$include_dir="/home/hyper-archives/boost/include"; include("$include_dir/msg-header.inc") ?>
Subject: [boost] [unordered] equal_range is O(bucket_count()), not O(size())
From: Brad Higgins (bhiggins_at_[hidden])
Date: 2011-04-07 11:52:59
TR1 specifies that unordered_multimap::equal_range(k) worst case complexity is O(size()). However, in practice, I find that the worst case performance of boost unordred_multimap's equal_range is O(bucket_count()). Is this known?
I believe the issue is with the second iterator returned by equal_range(). Specifically, if there are sparse elements in the hash table, the implementation may have to traverse many buckets to find the second iterator.
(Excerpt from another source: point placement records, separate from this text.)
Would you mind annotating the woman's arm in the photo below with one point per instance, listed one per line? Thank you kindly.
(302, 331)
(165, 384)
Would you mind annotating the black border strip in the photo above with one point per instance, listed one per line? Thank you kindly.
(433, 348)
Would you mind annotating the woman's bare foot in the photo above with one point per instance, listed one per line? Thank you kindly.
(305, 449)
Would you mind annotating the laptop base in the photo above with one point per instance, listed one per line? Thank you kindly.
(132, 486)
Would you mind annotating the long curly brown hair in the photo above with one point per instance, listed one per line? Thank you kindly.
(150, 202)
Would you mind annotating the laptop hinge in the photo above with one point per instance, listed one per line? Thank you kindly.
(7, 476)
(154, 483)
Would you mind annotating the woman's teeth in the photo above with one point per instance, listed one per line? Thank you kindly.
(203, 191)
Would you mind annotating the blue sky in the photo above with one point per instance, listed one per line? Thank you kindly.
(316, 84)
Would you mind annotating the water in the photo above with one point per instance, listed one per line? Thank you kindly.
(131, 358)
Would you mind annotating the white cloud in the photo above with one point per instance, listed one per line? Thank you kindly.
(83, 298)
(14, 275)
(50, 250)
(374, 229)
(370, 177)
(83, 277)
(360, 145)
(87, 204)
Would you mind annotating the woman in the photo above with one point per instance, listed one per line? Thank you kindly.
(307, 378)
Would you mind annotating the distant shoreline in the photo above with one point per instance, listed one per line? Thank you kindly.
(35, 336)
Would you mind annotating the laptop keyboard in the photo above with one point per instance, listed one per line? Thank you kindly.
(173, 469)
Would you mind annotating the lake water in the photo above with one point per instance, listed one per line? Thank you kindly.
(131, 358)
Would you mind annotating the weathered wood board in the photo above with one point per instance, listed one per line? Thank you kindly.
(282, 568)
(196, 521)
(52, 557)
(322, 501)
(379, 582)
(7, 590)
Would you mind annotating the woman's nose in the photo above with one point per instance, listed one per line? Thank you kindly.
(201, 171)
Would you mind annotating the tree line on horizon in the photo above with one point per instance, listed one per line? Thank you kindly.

I have a test that demonstrates the issue. The test makes 2 runs over an unordered_multimap, each using the same number of elements. In the second run, it calls rehash() in order to grow the bucket count by a large amount. Notice that the first run is quite fast, while the second run takes more than 10 seconds. Here are the results from my test:
----
$ ./main
rehash(0)
insert 1000 elements
built hash, with 1543 buckets and 1000 elements. Now, get some ranges
time to obtain 1000 elements: 00:00:00.001366
rehash(5000000)
insert 1000 elements
built hash, with 6291469 buckets and 1000 elements. Now, get some ranges
time to obtain 1000 elements: 00:00:10.818002
----
Here is my code for the test:
----
#include <iostream>
#include <boost/unordered_map.hpp>
#include <boost/date_time/posix_time/posix_time.hpp>
typedef boost::unordered_multimap<size_t, size_t> hash_int_type;
typedef hash_int_type::iterator hash_int_itr;
typedef std::pair<size_t, size_t> hash_insert_type;
void
run_test(const size_t data_size,
const size_t rehash_size)
{
hash_int_type hash;
std::cout << "rehash(" << rehash_size << ")\n";
hash.rehash(rehash_size);
std::cout << "insert " << data_size << " elements\n";
for (size_t i=0; i<data_size; i++) {
hash_insert_type ins(i,i);
hash.insert(ins);
}
std::cout << "built hash, with "
<< hash.bucket_count()
<< " buckets and "
<< hash.size()
<< " elements. Now, get some ranges\n";
boost::posix_time::ptime start(boost::posix_time::microsec_clock::local_time());
for (size_t i=data_size-1; i!=0; i--) {
typedef std::pair<hash_int_itr, hash_int_itr> ret_pair;
ret_pair ret = hash.equal_range(i);
if (ret.first != ret.second) {
hash.quick_erase(ret.first);
}
}
boost::posix_time::ptime stop(boost::posix_time::microsec_clock::local_time());
boost::posix_time::time_duration diff_time(stop-start);
std::cout << "time to obtain " << data_size << " elements: " << diff_time << "\n";
}
int
main(int argc, char* argv[])
{
run_test(1000,0);
run_test(1000,5000000);
return 0;
}
-----
Thanks,
Brad